Maria Grace Saffery, Salisbury, to Anne Whitaker, Bratton, [Saturday, 31 August 1816].
Dearest Anne,
I have talked to you many hours since I failed to write; and soothed myself with the expressions of your sympathy to which I semed listening whenever my heart made its imaginary appeals but the present effort at communication is far from being of this sweet and involunatary kind. I rather shrink from what appears to me a deliberate attack upon your repose & feel as if I would rather fancy than ensure your participation – It is time however to assure you with my own hand of my recovered health and the welfare of the dear little ones who freed as they now are from the languishment of disease are happily as free from other sympathies, which would otherwise stil make them my companions in the tribulation. Pity indeed would it be if such tender beings were liable to the contagion of a sorrow, which I could so feebly instruct them to endure – but this must not be a detail of feeling – be satisfied for the present my beloved friends with the certainty of my corporeal welfare, and with ye promise that I will reject no means that may be deemed of efficacy to restore the “fainting energies of my Soul.” I thought too when I sat down to write, that I would trust myself with some mention of past suffering, or rather perhaps with some acknowledgment of ye immediate pang. But I seem alike destitute of intellectual and moral strength. For I am now what you have ever known me after distress, so incapable of speaking or writing much on the immediate subject that the stupor of the head seems only equaled by the tumult of the heart.

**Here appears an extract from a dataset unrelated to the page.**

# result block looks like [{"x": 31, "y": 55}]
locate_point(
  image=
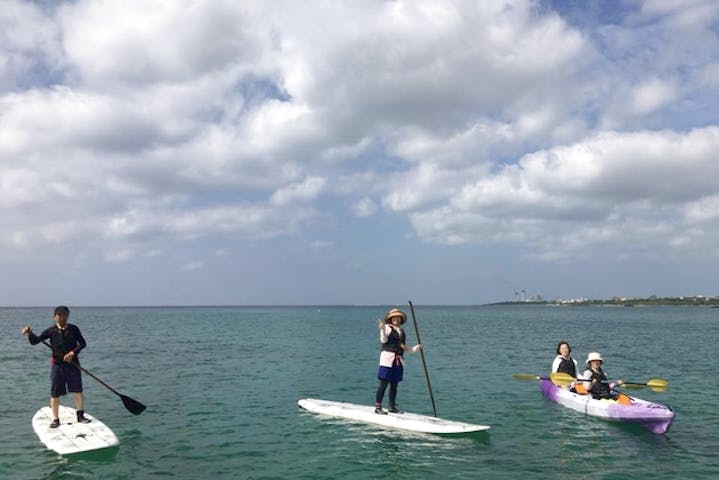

I have had some very interesting letters but as yet I cannot answer them one from Mrs Bullar one from our Cousin Harriet. The latter wants to hear of Anne say to her in a line for me that I am getting well, that I will write when I can. I must close now, in my next I hope to tell you better things some sense of wh is I trust the best the selected portion of
Yrs most tenderly & faithfully
Marie Grace Saffery
my beloved S wd be affectely remembered he is not quite well –
Text: Timothy Whelan, gen. ed., Nonconformist Women Writers, 1720-1840, 8 vols. (London: Pickering & Chatto, 2011), vol. 6, p. 354 (annotated version); Saffery/Whitaker Papers, acc. 142, I.B.4.c.(15.), Angus Library. Address: Mrs Philip Whitaker | Bratton Farm | Obliged by Mr Larkham. No postmark. The Mrs. Bullar mentioned above was the wife of John Bullar of Southampton, a dissenting schoolmaster; his 27 letters to Maria Saffery can befound in the Saffery/Attwater Papers, acc. 142, II.D.4. ‘Cousin Harriet’ is Harriet Andrews of Shaw.